Genre is not just in the entertainment/calendar section of the paper. Here's a pretty interesting piece in the LA Times op-ed section about torture in films.
The memorable quote:

"In the age of Abu Ghraib, the unashamed passion of torture-genre groupies is mainstream and normal. Aintitcool.com commentator "funnyhat," writing about "See No Evil," a torture entry from last summer, is confused by anti-torture opprobrium. "Why does everyone call it 'torture porn'?" funnyhat asks. "It's entertainment, not a fetish! 'See No Evil,' while not the greatest movie, was a great step forward for horror fans who love our torture."

"I love to torture!" Bela Lugosi shouted in a quaint (like the Geneva Convention) 1935 chiller called "The Raven." "I tear torture from myself in torturing you," Lugosi added, showing a level of insight denied current films, whose best critic could be Limbaugh. "You ever heard of emotional release? I'm talking about people having a good time," Limbaugh said of the Abu Ghraib pranksters in 2004.

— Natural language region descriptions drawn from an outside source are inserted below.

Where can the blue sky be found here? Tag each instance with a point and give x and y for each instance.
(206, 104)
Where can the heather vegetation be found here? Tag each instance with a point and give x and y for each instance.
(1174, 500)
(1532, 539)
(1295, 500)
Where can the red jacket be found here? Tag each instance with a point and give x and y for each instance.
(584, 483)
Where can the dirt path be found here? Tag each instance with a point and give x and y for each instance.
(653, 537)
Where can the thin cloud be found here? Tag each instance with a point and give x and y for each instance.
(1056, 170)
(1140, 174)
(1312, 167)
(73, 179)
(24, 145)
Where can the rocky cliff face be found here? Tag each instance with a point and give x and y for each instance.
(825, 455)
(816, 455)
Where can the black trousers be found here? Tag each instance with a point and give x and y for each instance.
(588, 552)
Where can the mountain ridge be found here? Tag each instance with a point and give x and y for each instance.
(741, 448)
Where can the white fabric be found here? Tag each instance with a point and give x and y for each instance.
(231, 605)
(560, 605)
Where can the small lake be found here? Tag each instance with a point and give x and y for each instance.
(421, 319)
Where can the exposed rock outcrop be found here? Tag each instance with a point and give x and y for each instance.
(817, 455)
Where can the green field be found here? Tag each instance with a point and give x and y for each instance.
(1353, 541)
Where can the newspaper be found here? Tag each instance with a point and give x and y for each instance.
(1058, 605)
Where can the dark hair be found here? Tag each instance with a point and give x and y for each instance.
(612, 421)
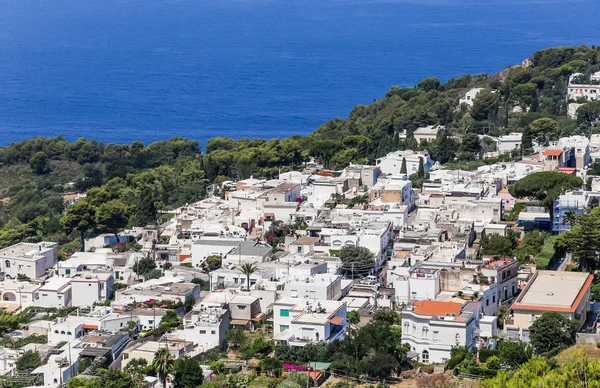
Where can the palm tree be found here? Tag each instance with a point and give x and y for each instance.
(248, 269)
(163, 364)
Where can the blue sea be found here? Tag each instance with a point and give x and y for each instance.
(125, 70)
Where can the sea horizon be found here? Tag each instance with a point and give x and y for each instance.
(120, 71)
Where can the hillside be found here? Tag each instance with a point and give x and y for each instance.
(137, 180)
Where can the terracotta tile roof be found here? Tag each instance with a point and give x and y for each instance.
(336, 320)
(437, 308)
(552, 153)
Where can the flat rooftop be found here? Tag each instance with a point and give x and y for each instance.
(26, 249)
(554, 290)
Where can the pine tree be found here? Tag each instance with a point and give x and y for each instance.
(146, 209)
(403, 167)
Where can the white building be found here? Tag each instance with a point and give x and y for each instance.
(433, 328)
(428, 133)
(469, 97)
(231, 250)
(207, 323)
(319, 287)
(56, 292)
(91, 287)
(509, 143)
(415, 283)
(16, 293)
(31, 260)
(300, 322)
(588, 92)
(392, 162)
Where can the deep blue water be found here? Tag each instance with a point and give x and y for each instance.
(124, 70)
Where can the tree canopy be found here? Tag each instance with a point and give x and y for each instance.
(552, 330)
(545, 186)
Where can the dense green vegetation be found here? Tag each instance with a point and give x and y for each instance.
(131, 183)
(542, 372)
(583, 240)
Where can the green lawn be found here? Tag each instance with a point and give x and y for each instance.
(543, 259)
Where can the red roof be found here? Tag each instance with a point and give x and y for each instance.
(552, 153)
(336, 320)
(567, 170)
(437, 308)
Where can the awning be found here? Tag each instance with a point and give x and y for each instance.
(258, 318)
(336, 320)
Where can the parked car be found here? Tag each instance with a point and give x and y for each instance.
(145, 333)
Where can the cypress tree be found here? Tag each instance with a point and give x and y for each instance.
(403, 167)
(421, 170)
(527, 142)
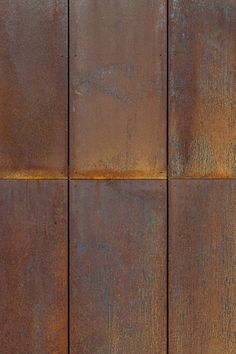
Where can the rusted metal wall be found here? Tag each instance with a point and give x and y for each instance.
(118, 89)
(118, 267)
(122, 261)
(33, 267)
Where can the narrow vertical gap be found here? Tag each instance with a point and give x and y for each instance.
(167, 172)
(68, 170)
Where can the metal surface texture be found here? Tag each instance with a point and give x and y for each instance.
(118, 267)
(33, 89)
(118, 89)
(202, 96)
(202, 267)
(33, 267)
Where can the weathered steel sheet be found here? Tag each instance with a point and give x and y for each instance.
(33, 267)
(118, 267)
(202, 267)
(202, 95)
(118, 89)
(33, 89)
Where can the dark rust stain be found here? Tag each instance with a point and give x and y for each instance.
(33, 267)
(118, 266)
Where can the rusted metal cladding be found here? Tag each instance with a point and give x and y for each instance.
(33, 89)
(118, 267)
(118, 89)
(33, 267)
(202, 267)
(202, 95)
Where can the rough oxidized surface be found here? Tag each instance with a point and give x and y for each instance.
(202, 267)
(118, 267)
(33, 89)
(118, 89)
(33, 267)
(202, 96)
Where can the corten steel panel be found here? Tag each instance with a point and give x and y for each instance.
(202, 95)
(118, 89)
(202, 267)
(33, 89)
(33, 267)
(118, 267)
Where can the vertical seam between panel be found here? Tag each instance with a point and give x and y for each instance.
(167, 173)
(68, 172)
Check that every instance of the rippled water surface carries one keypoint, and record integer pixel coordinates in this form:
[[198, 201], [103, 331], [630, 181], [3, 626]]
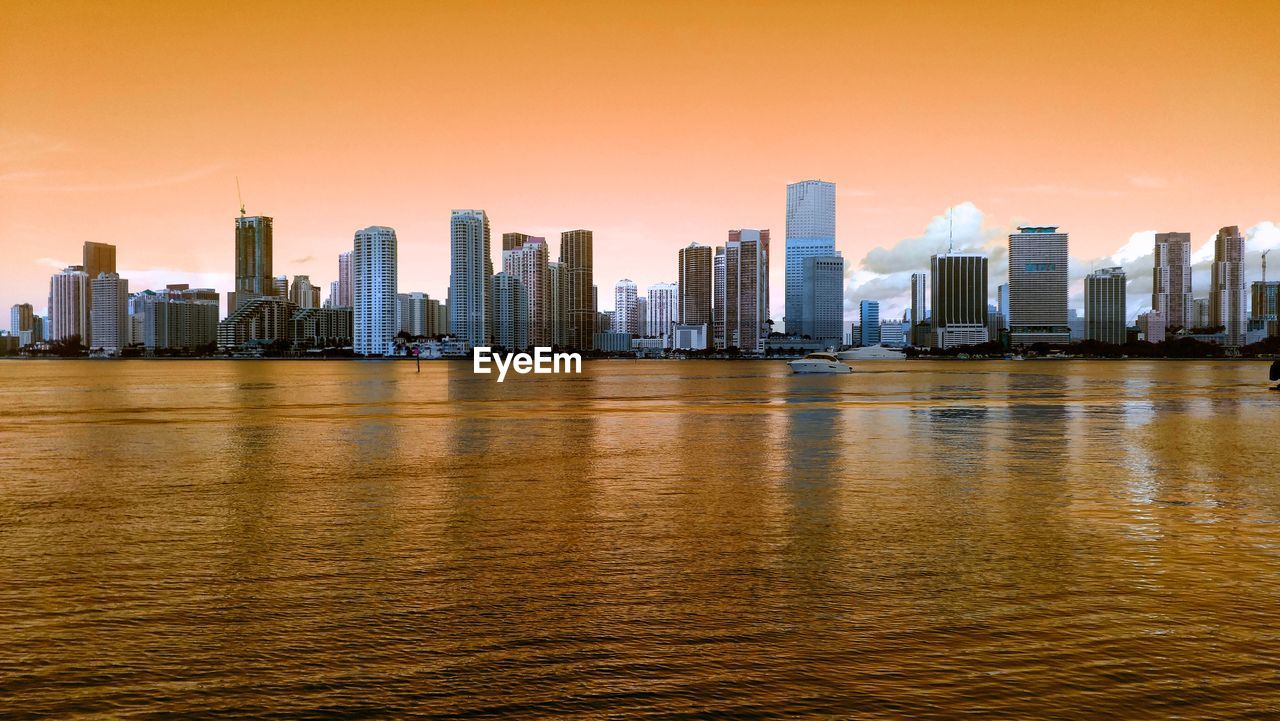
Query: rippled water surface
[[919, 539]]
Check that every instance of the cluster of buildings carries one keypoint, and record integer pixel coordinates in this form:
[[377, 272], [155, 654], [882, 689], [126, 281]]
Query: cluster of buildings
[[718, 301]]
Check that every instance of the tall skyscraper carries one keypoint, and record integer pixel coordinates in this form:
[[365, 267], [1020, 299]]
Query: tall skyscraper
[[959, 300], [741, 319], [510, 311], [1038, 287], [580, 296], [254, 275], [1171, 281], [302, 293], [110, 313], [97, 259], [67, 311], [694, 286], [22, 323], [919, 310], [344, 297], [528, 259], [823, 307], [663, 309], [374, 264], [1228, 292], [810, 232], [470, 278], [1105, 306], [869, 320], [626, 319]]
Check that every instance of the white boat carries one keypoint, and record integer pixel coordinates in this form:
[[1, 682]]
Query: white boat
[[819, 363]]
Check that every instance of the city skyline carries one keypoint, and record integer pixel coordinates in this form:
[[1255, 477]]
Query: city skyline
[[87, 164]]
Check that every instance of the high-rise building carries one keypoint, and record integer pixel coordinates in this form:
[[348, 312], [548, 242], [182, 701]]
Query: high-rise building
[[529, 260], [254, 275], [823, 302], [626, 319], [579, 290], [741, 288], [1264, 300], [470, 278], [176, 318], [663, 309], [344, 297], [1171, 279], [810, 232], [1038, 287], [1228, 295], [643, 316], [511, 313], [374, 265], [67, 311], [22, 323], [1106, 306], [97, 259], [110, 313], [302, 293], [695, 288], [919, 310], [869, 320], [959, 300], [412, 314]]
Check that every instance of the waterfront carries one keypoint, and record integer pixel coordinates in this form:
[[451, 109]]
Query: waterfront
[[1028, 539]]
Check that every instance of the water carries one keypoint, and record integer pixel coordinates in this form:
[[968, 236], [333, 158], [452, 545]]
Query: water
[[923, 539]]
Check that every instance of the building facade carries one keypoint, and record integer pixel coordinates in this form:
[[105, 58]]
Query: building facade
[[375, 275], [1228, 299], [1171, 281], [1038, 286], [1106, 306], [810, 232], [959, 300]]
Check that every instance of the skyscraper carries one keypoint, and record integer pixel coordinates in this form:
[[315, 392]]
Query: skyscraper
[[22, 323], [67, 311], [110, 313], [919, 310], [470, 278], [741, 283], [959, 300], [663, 309], [344, 296], [374, 265], [869, 320], [529, 261], [510, 311], [694, 306], [580, 291], [625, 307], [810, 232], [1228, 292], [1105, 306], [1171, 281], [254, 275], [1037, 286], [823, 304], [97, 259]]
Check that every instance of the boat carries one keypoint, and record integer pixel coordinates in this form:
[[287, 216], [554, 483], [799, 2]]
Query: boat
[[818, 363]]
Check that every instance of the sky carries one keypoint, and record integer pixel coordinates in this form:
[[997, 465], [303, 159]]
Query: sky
[[654, 124]]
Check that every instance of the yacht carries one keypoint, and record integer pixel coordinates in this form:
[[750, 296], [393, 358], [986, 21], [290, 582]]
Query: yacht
[[819, 363]]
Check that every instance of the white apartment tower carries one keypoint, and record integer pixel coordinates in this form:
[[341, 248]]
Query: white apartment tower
[[374, 290]]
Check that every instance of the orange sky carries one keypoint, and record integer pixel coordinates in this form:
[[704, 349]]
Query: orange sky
[[654, 124]]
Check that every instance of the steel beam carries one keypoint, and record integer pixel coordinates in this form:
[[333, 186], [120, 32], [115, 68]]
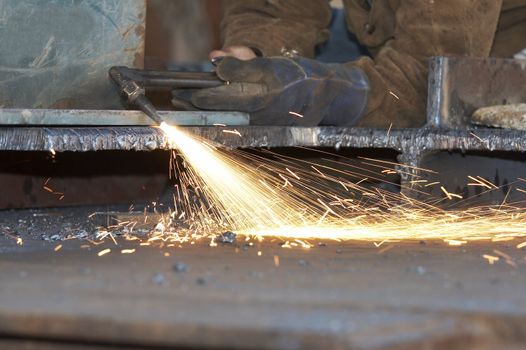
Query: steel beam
[[80, 117]]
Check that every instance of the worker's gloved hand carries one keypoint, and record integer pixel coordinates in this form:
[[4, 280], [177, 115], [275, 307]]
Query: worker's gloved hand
[[271, 88]]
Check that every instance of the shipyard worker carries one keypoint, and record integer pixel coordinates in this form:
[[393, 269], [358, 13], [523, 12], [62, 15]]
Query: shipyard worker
[[271, 72]]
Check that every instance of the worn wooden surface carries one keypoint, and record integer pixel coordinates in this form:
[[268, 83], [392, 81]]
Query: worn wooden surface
[[340, 295]]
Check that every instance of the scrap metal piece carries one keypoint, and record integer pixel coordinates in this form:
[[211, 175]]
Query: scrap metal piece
[[459, 85], [413, 141], [504, 116]]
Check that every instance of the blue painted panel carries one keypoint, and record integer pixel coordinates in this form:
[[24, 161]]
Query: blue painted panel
[[56, 53]]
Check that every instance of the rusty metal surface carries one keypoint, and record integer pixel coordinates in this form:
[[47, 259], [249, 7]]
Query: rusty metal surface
[[56, 54], [83, 117], [503, 116], [414, 141], [460, 85], [333, 296]]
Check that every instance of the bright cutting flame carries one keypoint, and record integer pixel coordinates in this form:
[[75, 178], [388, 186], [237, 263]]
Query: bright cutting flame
[[296, 199]]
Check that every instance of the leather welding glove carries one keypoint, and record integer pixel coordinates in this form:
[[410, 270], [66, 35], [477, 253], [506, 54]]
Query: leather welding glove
[[270, 88]]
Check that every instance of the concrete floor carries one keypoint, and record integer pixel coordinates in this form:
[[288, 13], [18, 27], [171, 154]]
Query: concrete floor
[[406, 295]]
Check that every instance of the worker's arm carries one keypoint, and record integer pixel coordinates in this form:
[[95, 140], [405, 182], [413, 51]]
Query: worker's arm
[[266, 27], [398, 73]]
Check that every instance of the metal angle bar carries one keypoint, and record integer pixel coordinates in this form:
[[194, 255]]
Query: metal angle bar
[[408, 141], [79, 117]]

... Torture is what we watch acted-out in front of us as we sit in movie theaters eating nachos. Torture is serial and endless, like entertainment, and comes to us in the guise of fun, as it did at Abu Ghraib. The two are beginning to merge."

So is the public's interest in torture as genre directly related to Abu Ghraib? I think that's simplistic, as anyone who has seen Reservoir Dogs, Pulp Fiction or Audition (all pre-9/11) will tell you. In fact, going back to an earlier post about the tendency to wax nostalgic, I'd say this op-ed writer wants to assert that the torture films of earlier eras somehow "meant" something more, compared to the Abu Ghraib era films. Any of you reading your Black Dahlia books might feel differently.

What is interesting though is the discussion of torture genre as entertainment vs. fetish. (And its nice to see Lugosi quoted, even if there were better quotes from his other Poe film, The Black Cat.)